Entrevues

Robert Lepage de 11h42 à 11h47

Deuxième volet de l’imposante tétralogie imaginée par Robert Lepage, Cœur a été créé fin septembre 2013 à la Ruhrtriennale, à Essen, en Allemagne. À la suite de Pique, il est présenté à la Tohu, en première nord-américaine, à partir du 30 janvier 2014.

Deuxième exercice de circularité pour Lepage, Cœur est annoncé comme une grande fresque brassant les époques, les lieux et les récits de vie, faisant un pont entre les Printemps et leurs révoltes populaires, entre le Québec d’aujourd’hui, la France du 19e siècle, au moment de la naissance du cinéma, et le monde arabe, entre l’univers de la magie et de l’illusion et celui du savoir scientifique. Comme dans Pique, est convoquée une foultitude de personnages – interprétés en quatre langues par sept comédiens – parmi lesquels un chauffeur de taxi de Québec, immigré marocain de deuxième génération, vivant une histoire d’amour avec une professeur d’histoire du cinéma et fille de diplomates, ou encore Eugène Robert-Houdin, ce magicien français envoyé en Algérie pour impressionner les Marabouts… «Ce qui nous intéresse c’est l’histoire, dis le metteur en scène, pas de servir des lieux communs.»

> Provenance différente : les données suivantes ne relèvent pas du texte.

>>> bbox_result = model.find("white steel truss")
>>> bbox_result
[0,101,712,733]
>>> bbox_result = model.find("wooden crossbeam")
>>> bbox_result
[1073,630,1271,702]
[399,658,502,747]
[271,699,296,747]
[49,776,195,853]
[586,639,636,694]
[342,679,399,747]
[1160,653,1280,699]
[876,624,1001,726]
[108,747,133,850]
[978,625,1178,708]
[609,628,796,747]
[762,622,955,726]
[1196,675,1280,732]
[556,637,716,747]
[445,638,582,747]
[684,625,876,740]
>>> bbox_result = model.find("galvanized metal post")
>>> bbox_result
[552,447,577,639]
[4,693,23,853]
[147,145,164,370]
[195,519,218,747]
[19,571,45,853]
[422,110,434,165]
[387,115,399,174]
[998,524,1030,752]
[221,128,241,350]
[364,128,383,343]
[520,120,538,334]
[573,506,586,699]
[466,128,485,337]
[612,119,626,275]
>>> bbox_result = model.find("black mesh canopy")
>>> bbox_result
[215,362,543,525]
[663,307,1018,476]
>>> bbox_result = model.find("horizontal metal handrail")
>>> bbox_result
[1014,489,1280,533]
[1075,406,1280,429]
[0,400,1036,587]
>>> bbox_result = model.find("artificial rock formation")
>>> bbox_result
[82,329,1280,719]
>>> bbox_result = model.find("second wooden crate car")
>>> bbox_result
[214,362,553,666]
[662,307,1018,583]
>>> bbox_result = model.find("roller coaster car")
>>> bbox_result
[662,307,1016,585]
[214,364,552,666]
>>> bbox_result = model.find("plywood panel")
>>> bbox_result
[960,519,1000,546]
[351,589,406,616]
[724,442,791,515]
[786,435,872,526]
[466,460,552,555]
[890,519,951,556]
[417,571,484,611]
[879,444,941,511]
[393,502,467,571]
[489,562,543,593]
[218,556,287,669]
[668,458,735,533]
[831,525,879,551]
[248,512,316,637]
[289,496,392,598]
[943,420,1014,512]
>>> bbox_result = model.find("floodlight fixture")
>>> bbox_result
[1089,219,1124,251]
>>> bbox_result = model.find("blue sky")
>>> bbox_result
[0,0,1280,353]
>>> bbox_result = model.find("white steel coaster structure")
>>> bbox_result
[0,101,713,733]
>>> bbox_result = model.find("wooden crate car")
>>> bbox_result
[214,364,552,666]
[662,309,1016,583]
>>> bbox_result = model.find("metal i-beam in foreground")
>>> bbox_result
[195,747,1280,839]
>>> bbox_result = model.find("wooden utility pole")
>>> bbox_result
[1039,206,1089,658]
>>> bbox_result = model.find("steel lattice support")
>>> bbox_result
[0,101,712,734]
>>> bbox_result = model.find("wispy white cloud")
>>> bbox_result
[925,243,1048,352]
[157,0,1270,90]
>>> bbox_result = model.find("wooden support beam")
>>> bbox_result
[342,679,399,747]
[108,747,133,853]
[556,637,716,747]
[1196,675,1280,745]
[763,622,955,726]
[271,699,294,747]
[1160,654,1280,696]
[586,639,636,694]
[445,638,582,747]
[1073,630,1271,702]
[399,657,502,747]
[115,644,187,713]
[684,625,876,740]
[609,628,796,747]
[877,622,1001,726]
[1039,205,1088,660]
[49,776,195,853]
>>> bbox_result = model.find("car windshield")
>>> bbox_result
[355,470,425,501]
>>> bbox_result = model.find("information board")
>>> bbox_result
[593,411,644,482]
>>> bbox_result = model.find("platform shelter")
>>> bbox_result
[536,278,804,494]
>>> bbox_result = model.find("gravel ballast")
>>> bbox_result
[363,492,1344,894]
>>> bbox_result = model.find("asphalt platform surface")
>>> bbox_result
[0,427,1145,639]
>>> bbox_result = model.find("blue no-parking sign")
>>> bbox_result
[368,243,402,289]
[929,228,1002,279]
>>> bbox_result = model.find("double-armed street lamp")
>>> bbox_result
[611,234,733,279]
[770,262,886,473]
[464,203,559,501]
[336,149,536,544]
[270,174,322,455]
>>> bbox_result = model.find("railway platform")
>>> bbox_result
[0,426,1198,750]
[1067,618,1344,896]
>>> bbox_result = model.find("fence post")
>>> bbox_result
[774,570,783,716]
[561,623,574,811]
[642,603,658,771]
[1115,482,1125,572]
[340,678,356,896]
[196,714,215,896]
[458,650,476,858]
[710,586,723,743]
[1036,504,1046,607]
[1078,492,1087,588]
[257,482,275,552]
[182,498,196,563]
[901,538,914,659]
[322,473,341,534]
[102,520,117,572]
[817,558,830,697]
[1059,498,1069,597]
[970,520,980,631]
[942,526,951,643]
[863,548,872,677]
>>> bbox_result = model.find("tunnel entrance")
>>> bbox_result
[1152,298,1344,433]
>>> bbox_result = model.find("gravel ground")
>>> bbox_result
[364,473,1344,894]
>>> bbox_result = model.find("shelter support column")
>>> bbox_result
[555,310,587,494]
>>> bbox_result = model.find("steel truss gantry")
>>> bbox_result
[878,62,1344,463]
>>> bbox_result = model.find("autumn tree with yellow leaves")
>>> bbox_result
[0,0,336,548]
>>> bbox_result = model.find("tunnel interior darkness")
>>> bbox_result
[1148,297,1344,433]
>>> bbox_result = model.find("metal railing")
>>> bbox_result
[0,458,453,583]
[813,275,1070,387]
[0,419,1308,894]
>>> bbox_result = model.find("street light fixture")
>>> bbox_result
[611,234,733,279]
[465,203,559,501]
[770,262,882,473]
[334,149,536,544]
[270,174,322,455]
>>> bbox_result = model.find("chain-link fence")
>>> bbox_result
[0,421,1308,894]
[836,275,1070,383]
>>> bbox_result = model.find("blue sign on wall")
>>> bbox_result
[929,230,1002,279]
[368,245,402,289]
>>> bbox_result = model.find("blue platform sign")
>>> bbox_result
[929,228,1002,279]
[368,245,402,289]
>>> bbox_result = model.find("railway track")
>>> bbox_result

Rencontré lors d’une brève entrevue, Lepage livre quelques (rapides) réflexions sur sa démarche créatrice. Voici, en exclusivité mondiale pour Jeu, les écoutes électroniques de mon speed-dating avec Robert.

Opéra, cinéma, danse, cirque, musique, théâtre… Comment ces disciplines interagissent dans votre processus de création?

Le théâtre a besoin de redevenir le carrefour de toutes les disciplines, comme il l’a été longtemps, comme l’opéra l’est encore, d’une certaine façon. Le théâtre, ce n’est pas que le texte! Le théâtre, c’est aussi l’architecture, la science, la musique… Je veux faire des spectacles où se rencontrent ces disciplines. Le théâtre pour le théâtre ne m’intéresse pas vraiment. Quand le théâtre fait se rencontrer des gens qui ne sont ni des acteurs, ni des performers, ils arrivent avec des histoires, des points de vue et il se passe quelque chose… Depuis que j’ai travaillé à l’opéra et au cirque, je suis très influencé par ce que j’ai appris et que j’essaie de ramener au théâtre, comme le travail sur la verticalité. Verticalité de l’écriture, verticalité architecturale, expérience verticale du jeu. Toutes ces choses-là gravitent les unes autour des autres.

Qu’est-ce qui vous anime? Que cherchez-vous encore?

Je ne cherche rien, je n’ai pas de plan de carrière, pas de plan de match. Disons que je suis à la recherche de moi. Je cherche à me comprendre. J’aime quand le train déraille: on a un projet, on fait l’horaire de l’année et le train déraille; ça nous amène dans un champ où on ne pensait pas aller. Si j’étais conscient de ce que je cherche, ce serait de l’apprentissage. Mais ce que je cherche, c’est de continuer à apprendre, à grandir et me laisser aller au déraillement… Outre la tétralogie, j’ai des projets d’opéra, de solo et de reprises, j’essaie de revisiter un peu… J’avance mais ne revisite pas souvent, aussi je voudrais revenir sur des œuvres créées il y a longtemps, pour venir en compléter les phrases. On remonte Les Aiguilles et l’opium, cela va me permettre de revoir certaines choses, de faire aboutir ce qui ne l’était pas. Je m’intéresse de plus en plus à ça: revisiter ce que j‘ai fait, des œuvres de jeunesse, de beaux coups de cœur, parce que j’ai envie de les comprendre et de les compléter.

Dans des projets de grande envergure, avec une imposante scénographie, comme Pique et Cœur, n’y a-t-il pas un risque de privilégier la forme sur le fond?

Au départ, toujours! La forme empiète sur le fond et l’écrase, on le sait et on nous le dit! Mais pour moi c’est comme un rite de passage, il faut passer par là. Ensuite, on déshabille les choses, on enlève l’inutile. C’est un processus. On aimerait tous avoir une grande première géniale où tout est au rendez-vous, mais dans des entreprises comme celle-ci, c’est très rare. Parfois, en voulant explorer tous les chemins, on fait des mauvais choix, on s’embourbe dans la forme. Mais, quand le propos est trouvé, la forme se créée. La forme est l’écho de la cohérence du projet.

Jeux de cartes, Cœur

Texte et mise en scène: Robert Lepage. Une production d’Ex Machina. À la Tohu du 30 janvier au 9 février 2014.